We have a lot of legacy RPA bots (UiPath) that handle invoice data entry, but they break every time the vendor changes their PDF layout. I’ve heard that "Agentic RPA" is the next big thing. Can AI Agents actually handle the "clicking and typing" on old legacy software, or are they only good for cloud-based API tasks? We are looking for a solution that combines the reliability of RPA with the visual "intelligence" of an LLM to handle non-structured data.
3 answers
Traditional RPA is "brittle" because it relies on fixed selectors—if a button moves 5 pixels, the bot fails. "Agentic RPA" uses Vision-Language Models (VLMs) to "see" the screen like a human. Instead of looking for a specific HTML tag, the agent looks for the concept of a "Submit Button." This makes it much more resilient to UI changes. In 2024, tools like Microsoft’s Copilot Studio and UiPath’s own "Autopilot" are merging these worlds. You still use RPA for the high-speed "boring" tasks, but you use the Agent for the "judgment calls" like reading a handwritten note on an invoice.

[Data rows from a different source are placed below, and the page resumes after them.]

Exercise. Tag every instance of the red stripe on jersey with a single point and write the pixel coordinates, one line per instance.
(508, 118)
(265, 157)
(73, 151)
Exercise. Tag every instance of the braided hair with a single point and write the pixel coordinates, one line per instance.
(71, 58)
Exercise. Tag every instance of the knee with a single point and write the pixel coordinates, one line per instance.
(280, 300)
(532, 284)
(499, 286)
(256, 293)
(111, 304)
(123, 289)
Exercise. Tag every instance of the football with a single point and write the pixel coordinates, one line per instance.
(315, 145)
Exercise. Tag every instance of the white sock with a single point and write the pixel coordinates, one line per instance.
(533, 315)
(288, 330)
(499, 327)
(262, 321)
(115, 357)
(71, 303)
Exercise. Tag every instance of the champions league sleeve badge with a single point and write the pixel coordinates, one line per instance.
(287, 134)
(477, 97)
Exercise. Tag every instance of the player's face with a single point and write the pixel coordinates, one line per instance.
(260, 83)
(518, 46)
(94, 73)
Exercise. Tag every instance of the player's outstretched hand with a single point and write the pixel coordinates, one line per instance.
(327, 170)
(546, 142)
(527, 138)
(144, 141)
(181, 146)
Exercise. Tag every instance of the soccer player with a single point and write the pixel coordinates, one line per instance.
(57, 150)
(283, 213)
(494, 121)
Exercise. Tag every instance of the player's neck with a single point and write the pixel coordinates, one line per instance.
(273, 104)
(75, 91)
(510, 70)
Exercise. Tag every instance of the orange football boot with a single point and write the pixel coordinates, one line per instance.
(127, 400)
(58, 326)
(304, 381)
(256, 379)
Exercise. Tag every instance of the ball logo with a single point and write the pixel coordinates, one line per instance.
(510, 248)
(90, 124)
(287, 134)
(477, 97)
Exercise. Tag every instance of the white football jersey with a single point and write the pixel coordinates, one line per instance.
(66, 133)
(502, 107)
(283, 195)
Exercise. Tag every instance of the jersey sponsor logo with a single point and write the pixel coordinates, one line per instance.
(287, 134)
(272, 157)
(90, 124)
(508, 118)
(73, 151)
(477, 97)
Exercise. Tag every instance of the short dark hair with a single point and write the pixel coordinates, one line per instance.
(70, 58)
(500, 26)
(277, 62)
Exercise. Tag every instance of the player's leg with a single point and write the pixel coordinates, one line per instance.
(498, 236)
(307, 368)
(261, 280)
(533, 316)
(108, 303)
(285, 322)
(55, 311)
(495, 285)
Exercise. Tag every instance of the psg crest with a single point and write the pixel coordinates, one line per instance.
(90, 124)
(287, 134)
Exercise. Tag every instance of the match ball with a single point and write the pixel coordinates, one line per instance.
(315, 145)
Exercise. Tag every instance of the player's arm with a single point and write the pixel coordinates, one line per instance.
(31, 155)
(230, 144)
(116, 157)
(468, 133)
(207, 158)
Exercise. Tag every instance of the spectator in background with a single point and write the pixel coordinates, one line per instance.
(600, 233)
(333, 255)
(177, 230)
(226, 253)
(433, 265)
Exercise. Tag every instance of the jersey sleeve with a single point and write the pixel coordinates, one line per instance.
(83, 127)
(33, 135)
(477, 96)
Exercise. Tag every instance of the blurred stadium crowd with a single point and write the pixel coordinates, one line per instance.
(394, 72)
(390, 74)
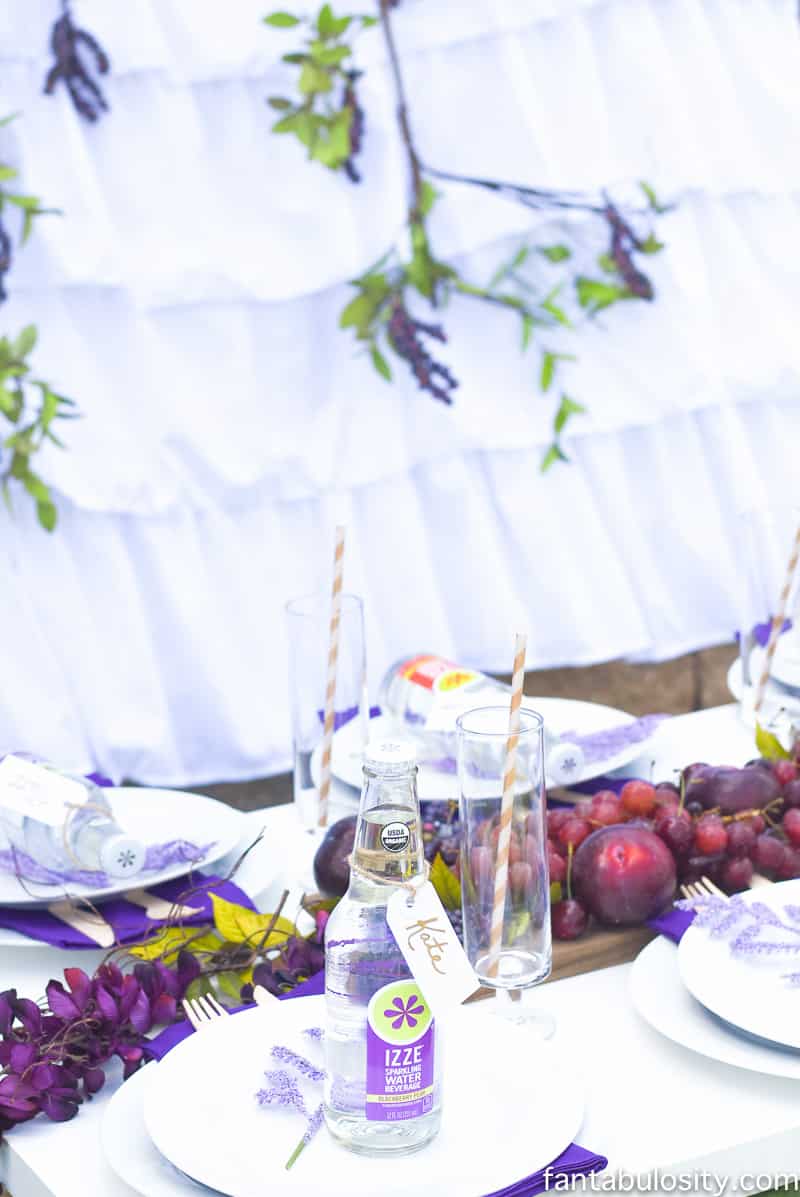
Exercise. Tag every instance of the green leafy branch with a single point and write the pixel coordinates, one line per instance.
(29, 205)
(326, 117)
(31, 407)
(380, 314)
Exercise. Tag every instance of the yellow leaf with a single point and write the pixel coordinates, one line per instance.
(769, 745)
(165, 945)
(237, 924)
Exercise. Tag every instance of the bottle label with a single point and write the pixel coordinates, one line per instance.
(36, 793)
(400, 1032)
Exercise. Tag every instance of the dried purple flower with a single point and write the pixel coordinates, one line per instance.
(283, 1091)
(303, 1065)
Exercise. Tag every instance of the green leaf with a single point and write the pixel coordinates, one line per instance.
(556, 253)
(650, 244)
(549, 362)
(567, 408)
(282, 20)
(237, 924)
(553, 454)
(550, 305)
(428, 198)
(769, 745)
(380, 363)
(25, 341)
(331, 55)
(597, 295)
(314, 80)
(446, 883)
(652, 199)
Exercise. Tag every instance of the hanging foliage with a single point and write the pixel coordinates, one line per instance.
(539, 285)
(29, 407)
(77, 56)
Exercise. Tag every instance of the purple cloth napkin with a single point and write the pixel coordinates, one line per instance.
(129, 922)
(575, 1161)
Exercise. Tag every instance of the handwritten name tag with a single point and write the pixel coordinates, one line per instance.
(28, 789)
(430, 947)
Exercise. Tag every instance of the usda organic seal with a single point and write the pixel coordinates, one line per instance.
(395, 837)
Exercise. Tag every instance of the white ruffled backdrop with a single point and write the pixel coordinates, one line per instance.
(188, 299)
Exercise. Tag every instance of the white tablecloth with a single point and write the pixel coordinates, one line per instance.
(188, 298)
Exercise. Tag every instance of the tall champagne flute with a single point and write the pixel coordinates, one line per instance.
(525, 954)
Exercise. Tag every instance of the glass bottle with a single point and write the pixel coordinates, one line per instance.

Is the latency an issue here? Sending a screenshot to a model like GPT-4o every time you want to move the mouse sounds like it would take a long time compared to a local RPA script.
We switched to a "Vision-first" agent for our SAP entry, and our maintenance tickets dropped by 60%. It’s slower per transaction, but it doesn't break every Monday morning.
That 60% reduction in maintenance is the real ROI. The "hidden cost" of RPA has always been the developers' time spent fixing broken selectors. Agents solve that.
You're right, Gregory, it's definitely slower. You shouldn't use an agent to "click" every single field. The best architecture is "Hybrid": use the agent to extract the data from the messy PDF into a clean JSON format once, and then let the traditional RPA bot "blast" that data into your ERP system at high speed. Use the AI for the intelligence and the RPA for the execution. This saves on API costs and prevents the agent from getting confused by every single pop-up window on a legacy desktop app.